Um Get to Know Stockholm de quatro dias foi o plano considerado necessário a uma rápida mutação do turista português em Tomas Tranströmers turísticos, com a visita a muitos dos locais mais emblemáticos da capital sueca. Desde o Museu Nacional com as suas exposições de pintura sueca do séc. XVIII - e acima de tudo a exposição As Quatro Estações, brilhantemente preparada aliás, e onde se reflecte sobre os processos de criação da identidade nacional construída sobre a paisagística do país, a partir da criação artística do início do século XX - passando pelo edifício da Câmara Municipal onde é servido o banquete anual do Prémio Nobel, ou o Riksdag, o famoso parlamento sueco e responsável pelo momento mais excitante da incursão.

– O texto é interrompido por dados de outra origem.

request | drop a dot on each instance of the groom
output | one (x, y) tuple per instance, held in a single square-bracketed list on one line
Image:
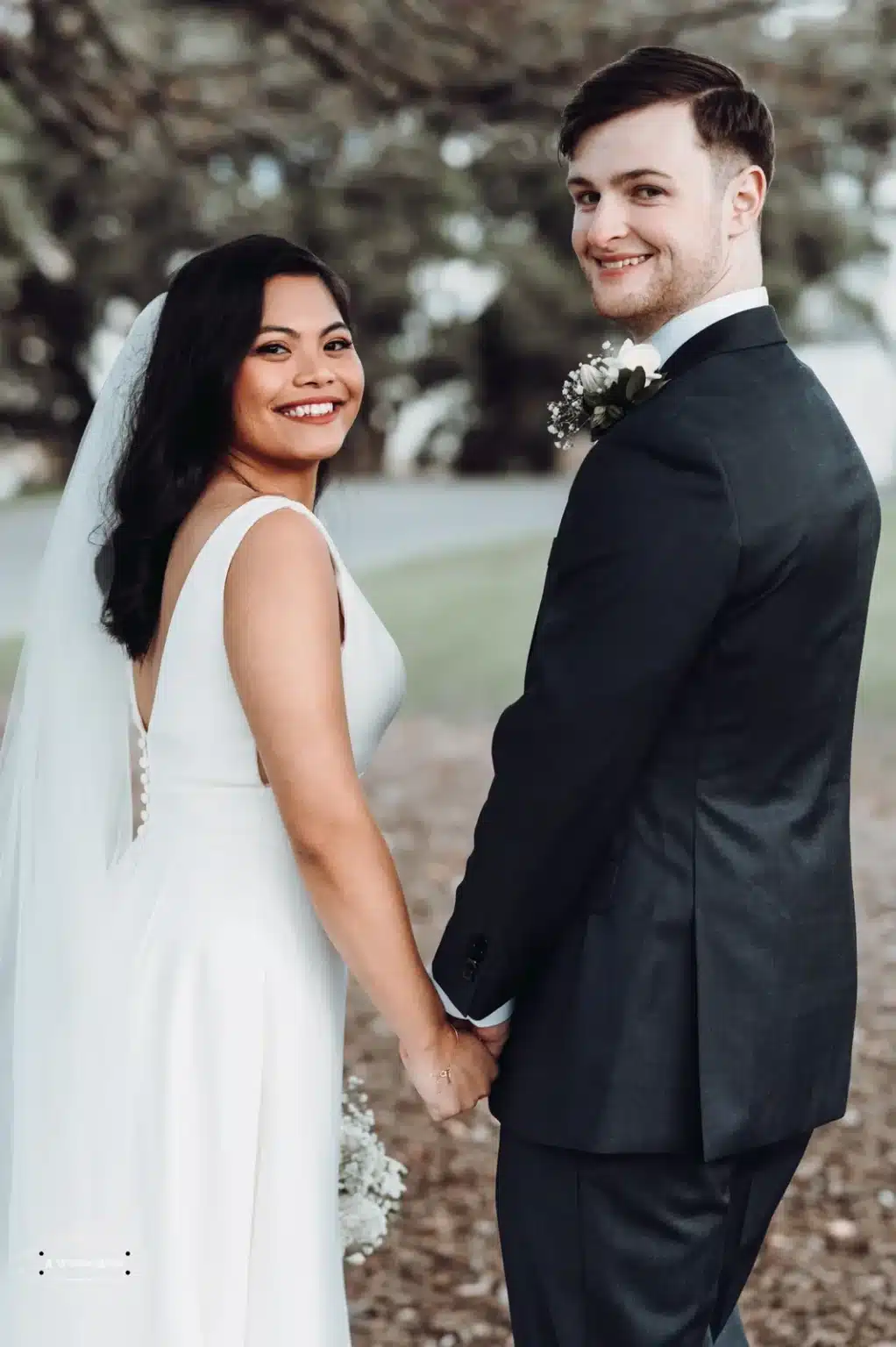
[(660, 873)]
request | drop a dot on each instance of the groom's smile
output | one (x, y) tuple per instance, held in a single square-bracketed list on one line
[(650, 228)]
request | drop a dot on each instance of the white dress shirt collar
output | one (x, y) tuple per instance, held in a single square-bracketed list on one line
[(683, 326)]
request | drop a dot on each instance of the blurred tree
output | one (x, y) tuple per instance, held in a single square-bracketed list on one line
[(388, 135)]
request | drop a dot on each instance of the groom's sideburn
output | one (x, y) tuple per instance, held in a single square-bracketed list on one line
[(660, 874)]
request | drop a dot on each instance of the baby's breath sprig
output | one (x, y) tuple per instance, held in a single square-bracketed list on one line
[(602, 388), (371, 1183)]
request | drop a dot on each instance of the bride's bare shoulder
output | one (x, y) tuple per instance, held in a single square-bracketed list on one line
[(281, 566)]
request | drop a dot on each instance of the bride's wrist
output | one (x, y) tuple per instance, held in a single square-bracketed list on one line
[(433, 1042)]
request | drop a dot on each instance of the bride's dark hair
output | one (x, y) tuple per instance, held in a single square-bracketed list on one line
[(182, 417)]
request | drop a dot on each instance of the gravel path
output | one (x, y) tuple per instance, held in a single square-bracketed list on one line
[(828, 1273)]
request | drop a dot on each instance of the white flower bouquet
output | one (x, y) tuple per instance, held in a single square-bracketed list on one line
[(371, 1183), (602, 388)]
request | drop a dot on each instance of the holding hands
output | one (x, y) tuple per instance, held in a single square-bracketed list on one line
[(453, 1073)]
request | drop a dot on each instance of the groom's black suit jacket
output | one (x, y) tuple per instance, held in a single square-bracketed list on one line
[(660, 873)]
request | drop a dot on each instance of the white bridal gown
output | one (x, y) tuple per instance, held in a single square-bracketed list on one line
[(235, 1005)]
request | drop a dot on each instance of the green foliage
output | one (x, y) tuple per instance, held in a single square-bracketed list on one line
[(135, 133)]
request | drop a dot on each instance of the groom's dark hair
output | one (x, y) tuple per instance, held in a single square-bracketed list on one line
[(727, 113)]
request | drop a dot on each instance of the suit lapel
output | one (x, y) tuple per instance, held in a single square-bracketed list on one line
[(742, 331)]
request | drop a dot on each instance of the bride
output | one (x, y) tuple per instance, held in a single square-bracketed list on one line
[(173, 994)]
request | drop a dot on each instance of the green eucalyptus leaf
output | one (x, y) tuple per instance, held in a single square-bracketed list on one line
[(636, 382)]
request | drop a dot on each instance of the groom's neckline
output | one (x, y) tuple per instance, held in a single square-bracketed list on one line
[(744, 331)]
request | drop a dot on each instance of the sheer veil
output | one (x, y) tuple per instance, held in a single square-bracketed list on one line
[(65, 822)]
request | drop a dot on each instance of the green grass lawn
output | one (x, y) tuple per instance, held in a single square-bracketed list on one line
[(464, 625)]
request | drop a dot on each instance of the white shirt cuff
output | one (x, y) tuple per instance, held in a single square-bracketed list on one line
[(499, 1016)]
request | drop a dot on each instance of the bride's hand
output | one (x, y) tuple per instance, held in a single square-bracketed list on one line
[(471, 1071)]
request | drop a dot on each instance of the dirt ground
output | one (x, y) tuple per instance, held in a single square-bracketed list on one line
[(828, 1273)]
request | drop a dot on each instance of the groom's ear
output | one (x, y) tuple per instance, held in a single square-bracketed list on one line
[(747, 194)]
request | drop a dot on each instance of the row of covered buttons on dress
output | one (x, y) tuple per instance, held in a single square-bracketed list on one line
[(143, 761)]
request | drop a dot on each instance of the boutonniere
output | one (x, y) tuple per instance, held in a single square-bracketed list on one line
[(602, 388)]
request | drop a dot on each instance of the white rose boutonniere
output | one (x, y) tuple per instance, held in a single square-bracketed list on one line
[(602, 388)]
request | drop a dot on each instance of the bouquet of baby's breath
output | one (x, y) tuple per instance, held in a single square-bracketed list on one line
[(602, 388), (371, 1183)]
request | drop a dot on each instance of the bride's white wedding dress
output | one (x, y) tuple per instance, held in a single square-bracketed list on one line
[(235, 1005)]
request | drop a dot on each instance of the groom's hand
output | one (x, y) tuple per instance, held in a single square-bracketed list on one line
[(494, 1036)]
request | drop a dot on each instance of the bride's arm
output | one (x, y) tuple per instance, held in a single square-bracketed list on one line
[(281, 636)]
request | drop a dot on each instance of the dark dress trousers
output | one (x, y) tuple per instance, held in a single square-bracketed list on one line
[(660, 873)]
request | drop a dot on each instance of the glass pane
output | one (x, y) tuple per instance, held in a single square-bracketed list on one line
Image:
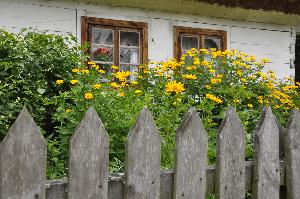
[(102, 36), (129, 55), (129, 38), (188, 42), (212, 42), (132, 69), (102, 53)]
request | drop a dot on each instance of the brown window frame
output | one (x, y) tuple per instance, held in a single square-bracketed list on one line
[(180, 30), (88, 22)]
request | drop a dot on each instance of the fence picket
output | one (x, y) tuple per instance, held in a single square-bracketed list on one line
[(292, 146), (142, 169), (266, 175), (230, 182), (23, 160), (191, 158), (88, 161)]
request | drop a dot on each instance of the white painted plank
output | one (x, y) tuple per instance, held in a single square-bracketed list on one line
[(15, 16)]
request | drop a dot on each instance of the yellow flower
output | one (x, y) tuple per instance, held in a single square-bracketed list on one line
[(122, 94), (236, 101), (208, 86), (215, 80), (97, 86), (265, 60), (114, 67), (101, 71), (189, 76), (59, 81), (91, 63), (114, 85), (204, 63), (214, 98), (212, 71), (239, 72), (88, 96), (74, 81), (196, 61), (86, 71), (243, 80), (190, 67), (138, 91), (122, 75), (174, 86), (133, 82)]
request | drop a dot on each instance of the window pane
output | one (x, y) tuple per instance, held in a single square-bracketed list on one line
[(102, 36), (102, 53), (129, 55), (132, 68), (129, 39), (212, 42), (188, 42)]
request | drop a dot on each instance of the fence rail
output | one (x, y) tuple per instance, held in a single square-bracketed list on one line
[(23, 161)]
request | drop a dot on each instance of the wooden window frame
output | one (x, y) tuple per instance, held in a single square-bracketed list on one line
[(180, 30), (142, 27)]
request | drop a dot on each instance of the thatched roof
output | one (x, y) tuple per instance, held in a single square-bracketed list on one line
[(286, 6)]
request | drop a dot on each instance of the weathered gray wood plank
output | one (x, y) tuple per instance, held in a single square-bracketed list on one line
[(266, 175), (230, 178), (292, 151), (143, 159), (23, 160), (191, 158), (88, 161)]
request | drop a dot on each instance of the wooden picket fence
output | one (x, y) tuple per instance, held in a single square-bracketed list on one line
[(23, 160)]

Destaco também o pequeno bairro de Gamla Stan. Foi neste pequeno bairro onde os grandes momentos foram vividos - nomeadamente a comemoração do remate certeiro do jogador Bruno César contra os romenos do Oțelul Galați. Decentemente comemorado, posso assegurar. E foi também na sequência desta comemoração que foi registada a melhor marca pessoal do ano no que às despesas em cerveja, em % do PIB, concerne e onde posteriormente os caminhos da madrugada turva nos cruzaram com um interessante leque de personagens potencialmente literárias que vão desde a versão sueca de Chris Crocker a uma jovem diplomata colombiana louvando o latinismo cavalheiro quando confrontada com a sua primeira experiência de homem sueco. Sem esquecer, claro, a alegria incontida de um jovem brasileiro que acabara de descobrir a existência de um secador na casa de banho comum do hotel. O garoto passou a ser um assíduo do "banheiro".

A experiência não podia ser completa sem uma visita à "Natureza". Num retiro às quasi-desertas ilhas do Báltico, para retemperar energias, comunicar com os deuses pagãos, ouvir os passarinhos e essas coisas todas que nos deixam de bem com a vida. Tenho de reconhecer não haver nada como tomar o café da manhã com vista para o Báltico.

De uma forma geral, a Suécia não é como a Islândia. Não é nem um contacto íntimo com a divindade criadora do universo, nem o local onde encontraremos a resposta para todas as nossas dúvidas existenciais - frase provada cientificamente com o curto diálogo ao balcão de um britânico alegre que perguntava a um barman local:

 - So...what's the meaning of life?
 - I don't know - respondeu o sueco.
 - You are a barman, you should know those things.

 Naquele que foi um momento cristalizador das angústias do ser humano quando confrontado com uma realidade da qual apenas suspeitava existir. Grande Sverige.